Preference-Guided Prompt Optimization

Prompt Optimization for Image Generation

ACM CHI 2026
Department of Computer Science, ETH Zürich
Preference-Guided Prompt Optimization

Abstract

Generative models are increasingly powerful, yet users struggle to guide them through prompts. The generative process is difficult to control and unpredictable, and user instructions may be ambiguous or under-specified. Prior prompt refinement tools heavily rely on human effort, while prompt optimization methods focus on numerical functions and are not designed for human-centered generative tasks, where feedback is better expressed as binary preferences and demands convergence within few iterations. We present APPO, a preference-guided prompt optimization algorithm. Instead of iterating prompts, users only provide binary preferential feedback. APPO adaptively balances its strategies between exploiting user feedback and exploring new directions, yielding effective and efficient optimization. We evaluate APPO on image generation, and the results show APPO enables achieving satisfactory outcomes in fewer iterations with lower cognitive load than manual prompt editing. We anticipate APPO will advance human-AI collaboration in generative tasks by leveraging user preferences to guide complex content creation.

Reference

Zhipeng Li, Yi-Chi Liao, and Christian Holz. Preference-Guided Prompt Optimization for Image Generation. In Proceedings of ACM CHI 2026.

Workflow

APPO user workflow

Figure 2: Preference-driven generation workflow enabled by APPO, with image generation as an example. The user begins with an initial prompt specifying the objects to be included in the generated images (top left). In the first iteration, the optimizer expands this prompt to explore diverse possibilities and generate multiple prompt variants (right). The generative model then produces outputs corresponding to these variants (down), which are presented to the user in a gallery (left). The user selects their preferred results (up), which are then fed into the optimizer who infers their preferences to generate refined prompts. These refined prompts are used by the generative model to produce new outputs, which are further evaluated by the user in subsequent iterations.

APPO algorithm

Figure 3: The concept of optimization methods behind APPO with a concrete example. In each iteration, APPO takes the preferred prompts (green) and non-preferred prompts (red) from the previous iteration as input. Three strategies are applied: It first retains the preferred prompts. In parallel, the expansion strategy applies evolutionary operations to explore new prompts. This begins with crossover, mixing elements of the preferred prompts (words in different green colors), followed by mutation to generate additional prompts (orange). Simultaneously, the alignment strategy estimates the textual gradient from both preferred and non-preferred prompts to identify elements generally favored by the user (blue). This gradient is then applied to non-preferred prompts to better align them with user preferences. Finally, all of the three retainment, expansion, and alignment prompts form the set of prompts for the next iteration.
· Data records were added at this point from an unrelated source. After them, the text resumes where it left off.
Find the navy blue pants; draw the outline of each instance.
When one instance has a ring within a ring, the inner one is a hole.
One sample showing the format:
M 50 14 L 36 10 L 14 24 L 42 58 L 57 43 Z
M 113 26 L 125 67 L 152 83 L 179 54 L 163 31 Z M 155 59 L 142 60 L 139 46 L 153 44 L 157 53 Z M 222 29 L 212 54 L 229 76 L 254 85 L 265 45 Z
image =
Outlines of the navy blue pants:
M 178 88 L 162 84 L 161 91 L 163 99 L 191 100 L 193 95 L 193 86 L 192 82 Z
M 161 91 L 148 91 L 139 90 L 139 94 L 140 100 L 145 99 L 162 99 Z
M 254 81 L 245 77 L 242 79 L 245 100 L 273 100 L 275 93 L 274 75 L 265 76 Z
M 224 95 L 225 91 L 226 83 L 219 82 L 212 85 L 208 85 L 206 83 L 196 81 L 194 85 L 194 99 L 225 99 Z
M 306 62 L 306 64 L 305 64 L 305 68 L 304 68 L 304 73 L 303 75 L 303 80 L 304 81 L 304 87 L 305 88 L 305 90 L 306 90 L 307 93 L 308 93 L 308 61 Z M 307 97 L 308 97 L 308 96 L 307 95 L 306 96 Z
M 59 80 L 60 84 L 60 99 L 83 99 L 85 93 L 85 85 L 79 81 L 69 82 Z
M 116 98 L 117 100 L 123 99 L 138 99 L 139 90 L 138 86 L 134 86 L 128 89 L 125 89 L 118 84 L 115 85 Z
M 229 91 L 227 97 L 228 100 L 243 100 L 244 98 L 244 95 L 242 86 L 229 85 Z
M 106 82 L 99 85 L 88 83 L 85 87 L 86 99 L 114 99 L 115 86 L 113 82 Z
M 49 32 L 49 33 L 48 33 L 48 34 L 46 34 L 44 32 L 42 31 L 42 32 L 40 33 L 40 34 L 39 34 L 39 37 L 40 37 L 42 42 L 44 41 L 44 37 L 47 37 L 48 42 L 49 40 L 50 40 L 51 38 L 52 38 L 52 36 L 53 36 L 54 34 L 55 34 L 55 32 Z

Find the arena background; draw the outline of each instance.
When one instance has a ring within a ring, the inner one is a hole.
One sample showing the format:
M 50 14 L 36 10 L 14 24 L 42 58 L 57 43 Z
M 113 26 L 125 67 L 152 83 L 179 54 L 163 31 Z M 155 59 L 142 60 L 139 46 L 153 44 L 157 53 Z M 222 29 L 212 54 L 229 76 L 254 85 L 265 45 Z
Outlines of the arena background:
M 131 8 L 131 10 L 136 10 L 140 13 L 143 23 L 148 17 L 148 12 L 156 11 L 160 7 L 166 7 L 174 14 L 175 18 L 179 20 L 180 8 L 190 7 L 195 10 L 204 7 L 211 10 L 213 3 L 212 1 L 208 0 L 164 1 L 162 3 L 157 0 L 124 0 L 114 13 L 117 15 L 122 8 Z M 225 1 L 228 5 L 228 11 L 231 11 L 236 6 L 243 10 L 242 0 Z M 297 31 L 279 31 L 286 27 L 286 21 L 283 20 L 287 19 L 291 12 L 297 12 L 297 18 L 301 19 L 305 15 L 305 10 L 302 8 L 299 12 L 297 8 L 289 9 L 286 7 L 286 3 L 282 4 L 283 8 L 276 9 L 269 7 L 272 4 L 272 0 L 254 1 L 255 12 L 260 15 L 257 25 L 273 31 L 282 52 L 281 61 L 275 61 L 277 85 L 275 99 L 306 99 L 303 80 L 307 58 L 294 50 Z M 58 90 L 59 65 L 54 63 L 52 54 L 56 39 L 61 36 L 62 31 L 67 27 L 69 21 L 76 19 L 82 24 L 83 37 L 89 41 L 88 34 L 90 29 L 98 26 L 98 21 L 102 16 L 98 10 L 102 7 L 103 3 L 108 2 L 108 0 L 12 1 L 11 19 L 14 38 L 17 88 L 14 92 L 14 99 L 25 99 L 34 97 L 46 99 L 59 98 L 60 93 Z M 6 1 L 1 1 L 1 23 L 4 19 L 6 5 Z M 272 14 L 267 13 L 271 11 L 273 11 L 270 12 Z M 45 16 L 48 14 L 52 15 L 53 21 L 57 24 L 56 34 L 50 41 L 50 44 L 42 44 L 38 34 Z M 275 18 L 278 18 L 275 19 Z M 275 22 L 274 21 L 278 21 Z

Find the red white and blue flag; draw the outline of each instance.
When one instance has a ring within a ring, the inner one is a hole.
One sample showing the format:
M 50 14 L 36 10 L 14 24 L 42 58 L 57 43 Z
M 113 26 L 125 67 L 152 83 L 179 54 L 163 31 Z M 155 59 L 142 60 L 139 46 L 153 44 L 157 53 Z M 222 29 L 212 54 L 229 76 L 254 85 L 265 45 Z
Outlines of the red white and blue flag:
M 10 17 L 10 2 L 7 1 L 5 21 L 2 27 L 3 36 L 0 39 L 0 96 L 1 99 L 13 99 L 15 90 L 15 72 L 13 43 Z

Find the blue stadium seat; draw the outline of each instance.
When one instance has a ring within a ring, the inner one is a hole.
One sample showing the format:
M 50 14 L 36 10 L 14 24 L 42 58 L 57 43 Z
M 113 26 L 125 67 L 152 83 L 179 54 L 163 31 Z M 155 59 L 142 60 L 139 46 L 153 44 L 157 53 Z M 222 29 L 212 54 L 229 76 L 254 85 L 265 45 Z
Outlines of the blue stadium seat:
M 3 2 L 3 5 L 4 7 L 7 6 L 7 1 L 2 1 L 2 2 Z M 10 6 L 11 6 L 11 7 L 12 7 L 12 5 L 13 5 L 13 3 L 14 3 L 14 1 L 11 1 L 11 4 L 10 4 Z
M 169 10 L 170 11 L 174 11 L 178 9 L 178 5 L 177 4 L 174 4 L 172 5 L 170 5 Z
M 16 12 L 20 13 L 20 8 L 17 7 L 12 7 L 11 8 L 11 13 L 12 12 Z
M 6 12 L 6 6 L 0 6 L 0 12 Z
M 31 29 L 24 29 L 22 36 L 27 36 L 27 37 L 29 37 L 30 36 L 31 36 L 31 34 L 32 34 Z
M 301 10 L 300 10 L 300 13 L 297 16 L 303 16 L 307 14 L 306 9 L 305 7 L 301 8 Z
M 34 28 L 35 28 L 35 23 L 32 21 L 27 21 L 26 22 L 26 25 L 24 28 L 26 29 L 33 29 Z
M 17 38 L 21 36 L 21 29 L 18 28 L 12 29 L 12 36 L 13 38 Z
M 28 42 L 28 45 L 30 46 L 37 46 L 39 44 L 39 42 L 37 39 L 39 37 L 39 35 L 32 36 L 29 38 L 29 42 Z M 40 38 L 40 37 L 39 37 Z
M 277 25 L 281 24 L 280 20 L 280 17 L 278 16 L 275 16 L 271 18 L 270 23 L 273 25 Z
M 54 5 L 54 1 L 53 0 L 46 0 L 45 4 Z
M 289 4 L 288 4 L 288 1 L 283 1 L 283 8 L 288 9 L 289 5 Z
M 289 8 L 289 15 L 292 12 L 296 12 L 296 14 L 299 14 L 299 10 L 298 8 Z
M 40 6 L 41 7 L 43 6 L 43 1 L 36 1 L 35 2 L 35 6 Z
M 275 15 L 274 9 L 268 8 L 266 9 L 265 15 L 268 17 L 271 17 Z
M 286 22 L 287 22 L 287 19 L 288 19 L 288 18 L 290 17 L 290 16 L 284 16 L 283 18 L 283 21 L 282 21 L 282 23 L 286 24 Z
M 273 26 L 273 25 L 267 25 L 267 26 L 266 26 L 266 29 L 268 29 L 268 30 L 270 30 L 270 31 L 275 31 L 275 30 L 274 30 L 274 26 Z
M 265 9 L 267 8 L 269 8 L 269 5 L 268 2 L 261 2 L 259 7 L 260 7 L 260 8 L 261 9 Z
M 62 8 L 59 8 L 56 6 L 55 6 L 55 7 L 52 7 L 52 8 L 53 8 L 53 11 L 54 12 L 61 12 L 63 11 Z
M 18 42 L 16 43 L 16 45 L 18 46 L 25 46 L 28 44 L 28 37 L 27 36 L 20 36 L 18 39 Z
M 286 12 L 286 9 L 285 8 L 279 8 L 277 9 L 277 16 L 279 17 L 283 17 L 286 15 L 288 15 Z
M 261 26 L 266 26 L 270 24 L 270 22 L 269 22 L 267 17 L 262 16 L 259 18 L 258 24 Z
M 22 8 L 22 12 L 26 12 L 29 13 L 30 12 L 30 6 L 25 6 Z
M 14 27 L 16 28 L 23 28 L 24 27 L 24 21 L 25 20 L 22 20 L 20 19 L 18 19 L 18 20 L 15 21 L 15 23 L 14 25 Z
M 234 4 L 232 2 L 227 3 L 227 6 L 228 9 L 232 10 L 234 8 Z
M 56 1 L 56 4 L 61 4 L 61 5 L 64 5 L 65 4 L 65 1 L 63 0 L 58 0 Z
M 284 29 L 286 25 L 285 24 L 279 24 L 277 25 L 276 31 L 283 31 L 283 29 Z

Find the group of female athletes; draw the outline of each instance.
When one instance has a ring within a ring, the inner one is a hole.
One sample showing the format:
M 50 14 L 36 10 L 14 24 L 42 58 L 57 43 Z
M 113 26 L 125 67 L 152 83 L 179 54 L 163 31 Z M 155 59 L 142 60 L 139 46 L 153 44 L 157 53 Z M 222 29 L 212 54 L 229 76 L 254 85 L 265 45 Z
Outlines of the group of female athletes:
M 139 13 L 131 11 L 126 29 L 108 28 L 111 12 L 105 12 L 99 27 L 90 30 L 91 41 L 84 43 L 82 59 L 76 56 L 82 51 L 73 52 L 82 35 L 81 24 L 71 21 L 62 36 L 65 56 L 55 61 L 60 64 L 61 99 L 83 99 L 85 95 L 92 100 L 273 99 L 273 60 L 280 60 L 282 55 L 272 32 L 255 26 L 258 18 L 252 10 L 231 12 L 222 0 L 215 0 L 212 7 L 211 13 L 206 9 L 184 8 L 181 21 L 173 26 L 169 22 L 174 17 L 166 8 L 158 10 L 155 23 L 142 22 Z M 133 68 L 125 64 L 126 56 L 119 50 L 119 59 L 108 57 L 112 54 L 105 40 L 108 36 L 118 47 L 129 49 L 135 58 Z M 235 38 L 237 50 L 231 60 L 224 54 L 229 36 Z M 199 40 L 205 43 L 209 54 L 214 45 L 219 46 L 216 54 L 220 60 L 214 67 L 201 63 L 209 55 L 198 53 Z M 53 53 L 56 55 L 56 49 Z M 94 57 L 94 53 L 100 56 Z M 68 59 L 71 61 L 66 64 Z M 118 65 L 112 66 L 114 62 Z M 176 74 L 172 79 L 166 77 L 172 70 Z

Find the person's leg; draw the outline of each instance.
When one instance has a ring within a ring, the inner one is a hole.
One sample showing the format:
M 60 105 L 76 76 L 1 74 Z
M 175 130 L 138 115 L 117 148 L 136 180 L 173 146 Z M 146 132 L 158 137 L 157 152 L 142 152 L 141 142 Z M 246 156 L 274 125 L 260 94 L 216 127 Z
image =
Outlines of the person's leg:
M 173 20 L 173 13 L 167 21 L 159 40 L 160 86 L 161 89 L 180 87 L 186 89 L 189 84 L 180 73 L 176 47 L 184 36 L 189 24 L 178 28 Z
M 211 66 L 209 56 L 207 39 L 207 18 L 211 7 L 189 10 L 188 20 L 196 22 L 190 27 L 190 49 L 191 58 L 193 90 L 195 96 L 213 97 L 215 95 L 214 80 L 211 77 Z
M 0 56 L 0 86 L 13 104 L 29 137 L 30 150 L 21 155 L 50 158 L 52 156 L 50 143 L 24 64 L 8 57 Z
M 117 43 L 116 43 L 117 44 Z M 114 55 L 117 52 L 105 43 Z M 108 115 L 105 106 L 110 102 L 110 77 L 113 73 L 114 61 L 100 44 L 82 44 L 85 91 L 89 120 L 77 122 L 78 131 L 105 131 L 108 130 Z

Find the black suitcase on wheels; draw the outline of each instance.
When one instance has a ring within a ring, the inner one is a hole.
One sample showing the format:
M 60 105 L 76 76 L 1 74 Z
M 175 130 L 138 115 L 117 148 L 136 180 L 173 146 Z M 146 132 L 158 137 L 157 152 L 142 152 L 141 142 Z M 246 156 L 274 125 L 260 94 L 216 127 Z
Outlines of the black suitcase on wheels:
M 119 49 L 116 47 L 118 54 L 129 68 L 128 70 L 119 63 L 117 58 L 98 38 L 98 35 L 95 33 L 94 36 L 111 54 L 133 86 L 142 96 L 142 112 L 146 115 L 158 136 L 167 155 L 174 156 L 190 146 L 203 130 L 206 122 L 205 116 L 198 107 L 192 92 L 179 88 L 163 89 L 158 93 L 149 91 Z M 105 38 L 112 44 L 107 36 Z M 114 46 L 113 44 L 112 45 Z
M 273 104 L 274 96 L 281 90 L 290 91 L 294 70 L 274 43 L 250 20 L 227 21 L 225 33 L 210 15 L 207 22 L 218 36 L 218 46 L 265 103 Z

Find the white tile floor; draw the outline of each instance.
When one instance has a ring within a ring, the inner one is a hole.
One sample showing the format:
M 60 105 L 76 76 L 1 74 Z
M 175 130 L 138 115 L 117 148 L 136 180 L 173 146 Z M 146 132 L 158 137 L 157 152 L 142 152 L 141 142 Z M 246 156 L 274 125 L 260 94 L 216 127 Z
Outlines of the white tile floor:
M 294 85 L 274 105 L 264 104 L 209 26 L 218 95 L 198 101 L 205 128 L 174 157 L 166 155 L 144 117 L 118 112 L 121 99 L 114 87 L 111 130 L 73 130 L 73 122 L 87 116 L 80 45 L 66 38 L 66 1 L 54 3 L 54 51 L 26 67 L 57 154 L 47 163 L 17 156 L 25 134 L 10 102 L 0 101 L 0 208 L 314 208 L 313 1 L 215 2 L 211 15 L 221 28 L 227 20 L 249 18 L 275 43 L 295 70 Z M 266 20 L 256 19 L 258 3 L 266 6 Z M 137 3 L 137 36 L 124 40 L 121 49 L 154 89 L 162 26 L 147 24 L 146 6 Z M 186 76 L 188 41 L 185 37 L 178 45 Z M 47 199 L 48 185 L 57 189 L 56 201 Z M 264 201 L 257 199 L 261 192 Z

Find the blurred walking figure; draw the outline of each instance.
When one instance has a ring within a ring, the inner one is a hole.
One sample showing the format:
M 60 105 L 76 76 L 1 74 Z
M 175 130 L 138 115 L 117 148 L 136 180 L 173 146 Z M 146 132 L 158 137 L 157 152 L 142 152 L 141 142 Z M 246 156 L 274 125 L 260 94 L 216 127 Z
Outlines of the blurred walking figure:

Example results from user study

APPO user study example close-ended

Figure 4: Example of generation results in close-ended tasks by participants using APPO. During the study, the participant was provided with the target image, and they started with inputing an initial prompt, and using APPO to get their satisfied results.

APPO user study example open-ended

Figure 5: Example of generation results in open-ended tasks by participants using APPO. Participants started with a general idea in their mind, and achieve these satisfied results using APPO.